Description
Delightful heart-shaped brownies with a creamy raspberry swirl and cream cheese layer, perfect for shared moments.
Ingredients
Scale
- 1 cup raspberries (fresh or thawed frozen)
- 1 tablespoon granulated sugar
- 1 teaspoon vanilla extract
- 8 oz cream cheese, room temperature
- 1/3 cup granulated sugar
- 1 large egg, room temperature
- 1/2 teaspoon vanilla extract
- 1 cup all-purpose flour (or gluten-free blend)
- 3/4 cup Dutch-process cocoa powder, sifted
- 1/4 teaspoon salt
- 3/4 + 2 tbsp cup refined coconut oil or neutral oil
- 1 1/2 cups granulated sugar
- 1 tablespoon vanilla extract
- 3 large eggs, room temperature
Instructions
- Simmer raspberries, sugar, and vanilla over medium heat for 5–8 minutes until thickened. Strain to remove seeds and set the smooth sauce aside.
- Beat cream cheese and sugar until smooth. Add the egg and vanilla, then mix until creamy and uniform.
- Whisk flour, cocoa, and salt in one bowl.
- In another bowl, mix oil, sugar, and vanilla.
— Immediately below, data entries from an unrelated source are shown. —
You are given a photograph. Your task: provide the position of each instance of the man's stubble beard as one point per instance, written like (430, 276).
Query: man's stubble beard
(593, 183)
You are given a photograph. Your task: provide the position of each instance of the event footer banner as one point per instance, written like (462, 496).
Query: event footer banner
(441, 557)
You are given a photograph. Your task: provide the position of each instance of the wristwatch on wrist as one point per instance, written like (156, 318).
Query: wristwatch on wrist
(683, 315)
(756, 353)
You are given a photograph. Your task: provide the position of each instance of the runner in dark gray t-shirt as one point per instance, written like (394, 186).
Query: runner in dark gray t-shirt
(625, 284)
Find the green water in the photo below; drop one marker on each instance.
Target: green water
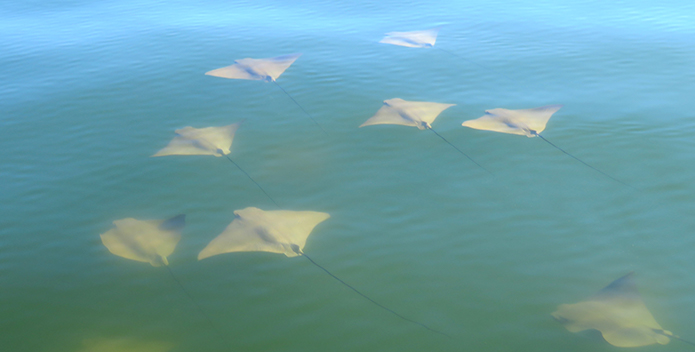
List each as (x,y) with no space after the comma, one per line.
(91,90)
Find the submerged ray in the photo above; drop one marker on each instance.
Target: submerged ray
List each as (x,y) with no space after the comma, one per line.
(277,231)
(215,141)
(525,122)
(618,312)
(149,241)
(412,113)
(268,70)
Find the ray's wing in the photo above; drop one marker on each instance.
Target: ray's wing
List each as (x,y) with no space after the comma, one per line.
(618,312)
(275,66)
(201,141)
(424,111)
(535,118)
(414,39)
(294,226)
(407,113)
(256,69)
(143,241)
(496,120)
(239,70)
(267,231)
(242,235)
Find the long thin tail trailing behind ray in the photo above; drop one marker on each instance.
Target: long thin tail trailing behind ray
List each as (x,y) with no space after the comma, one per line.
(369,299)
(459,150)
(254,181)
(200,309)
(581,161)
(307,114)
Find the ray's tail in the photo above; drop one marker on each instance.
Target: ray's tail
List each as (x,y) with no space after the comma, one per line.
(307,114)
(200,309)
(254,181)
(371,300)
(459,150)
(670,334)
(581,161)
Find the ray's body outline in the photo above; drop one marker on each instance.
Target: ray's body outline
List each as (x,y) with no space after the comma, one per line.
(420,114)
(526,122)
(250,232)
(268,70)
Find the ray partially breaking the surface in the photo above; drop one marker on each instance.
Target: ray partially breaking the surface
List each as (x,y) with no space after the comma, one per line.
(618,312)
(149,241)
(278,231)
(525,122)
(268,70)
(215,141)
(420,39)
(419,114)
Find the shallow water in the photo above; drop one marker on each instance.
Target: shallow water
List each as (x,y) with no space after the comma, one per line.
(91,90)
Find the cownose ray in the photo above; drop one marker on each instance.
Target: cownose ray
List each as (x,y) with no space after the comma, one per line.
(415,39)
(149,241)
(215,141)
(276,231)
(124,345)
(419,39)
(419,114)
(524,122)
(619,313)
(268,70)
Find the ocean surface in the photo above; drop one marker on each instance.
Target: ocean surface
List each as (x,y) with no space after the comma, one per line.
(89,90)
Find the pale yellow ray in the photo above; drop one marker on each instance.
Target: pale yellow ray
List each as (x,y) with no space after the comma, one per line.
(276,231)
(525,122)
(414,39)
(149,241)
(408,113)
(256,69)
(215,141)
(618,312)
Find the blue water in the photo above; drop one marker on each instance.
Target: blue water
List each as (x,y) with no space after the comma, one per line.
(91,89)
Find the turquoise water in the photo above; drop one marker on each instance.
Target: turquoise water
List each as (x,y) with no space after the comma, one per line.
(91,90)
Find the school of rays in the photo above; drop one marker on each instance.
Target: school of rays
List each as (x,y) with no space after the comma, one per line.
(617,311)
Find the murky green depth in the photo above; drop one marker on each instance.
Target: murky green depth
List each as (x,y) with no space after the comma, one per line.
(91,90)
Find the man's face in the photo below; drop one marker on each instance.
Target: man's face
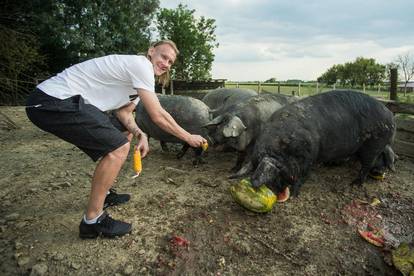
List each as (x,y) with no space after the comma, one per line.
(162,57)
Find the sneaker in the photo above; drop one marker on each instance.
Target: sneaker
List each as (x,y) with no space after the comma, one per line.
(105,226)
(113,198)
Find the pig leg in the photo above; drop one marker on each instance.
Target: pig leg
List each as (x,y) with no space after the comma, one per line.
(368,154)
(241,156)
(164,146)
(198,153)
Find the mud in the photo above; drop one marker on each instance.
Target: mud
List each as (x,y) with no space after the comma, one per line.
(184,219)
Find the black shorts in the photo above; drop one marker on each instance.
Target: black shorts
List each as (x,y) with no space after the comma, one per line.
(83,125)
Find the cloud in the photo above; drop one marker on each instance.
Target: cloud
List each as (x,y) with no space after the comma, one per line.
(302,39)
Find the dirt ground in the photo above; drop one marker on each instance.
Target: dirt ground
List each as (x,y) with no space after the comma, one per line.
(184,219)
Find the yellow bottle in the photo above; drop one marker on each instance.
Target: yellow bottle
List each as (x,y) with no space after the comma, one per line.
(137,162)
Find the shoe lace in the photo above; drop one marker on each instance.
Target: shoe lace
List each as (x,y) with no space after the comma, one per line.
(107,222)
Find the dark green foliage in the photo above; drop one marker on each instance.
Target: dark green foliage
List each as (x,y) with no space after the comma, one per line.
(359,72)
(195,39)
(20,59)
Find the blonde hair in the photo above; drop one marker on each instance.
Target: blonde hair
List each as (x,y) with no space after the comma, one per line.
(164,78)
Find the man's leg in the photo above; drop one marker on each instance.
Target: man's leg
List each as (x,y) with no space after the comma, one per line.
(104,176)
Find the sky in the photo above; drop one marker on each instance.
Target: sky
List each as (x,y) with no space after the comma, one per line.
(301,39)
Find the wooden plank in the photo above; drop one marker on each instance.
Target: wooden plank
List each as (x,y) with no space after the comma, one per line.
(405,136)
(399,107)
(405,125)
(403,148)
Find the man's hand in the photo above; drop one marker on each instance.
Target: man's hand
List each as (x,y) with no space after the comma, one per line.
(195,140)
(142,144)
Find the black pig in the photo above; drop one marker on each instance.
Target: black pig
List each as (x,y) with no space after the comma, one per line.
(327,127)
Add eggs one by one, whisking after each addition until the mixture becomes glossy.
- Combine both mixtures just until blended.
- Spread brownie batter in a lined pan.
- Pour cheesecake mixture on top and settle it into place.
- Spoon raspberry sauce over and swirl gently with a skewer.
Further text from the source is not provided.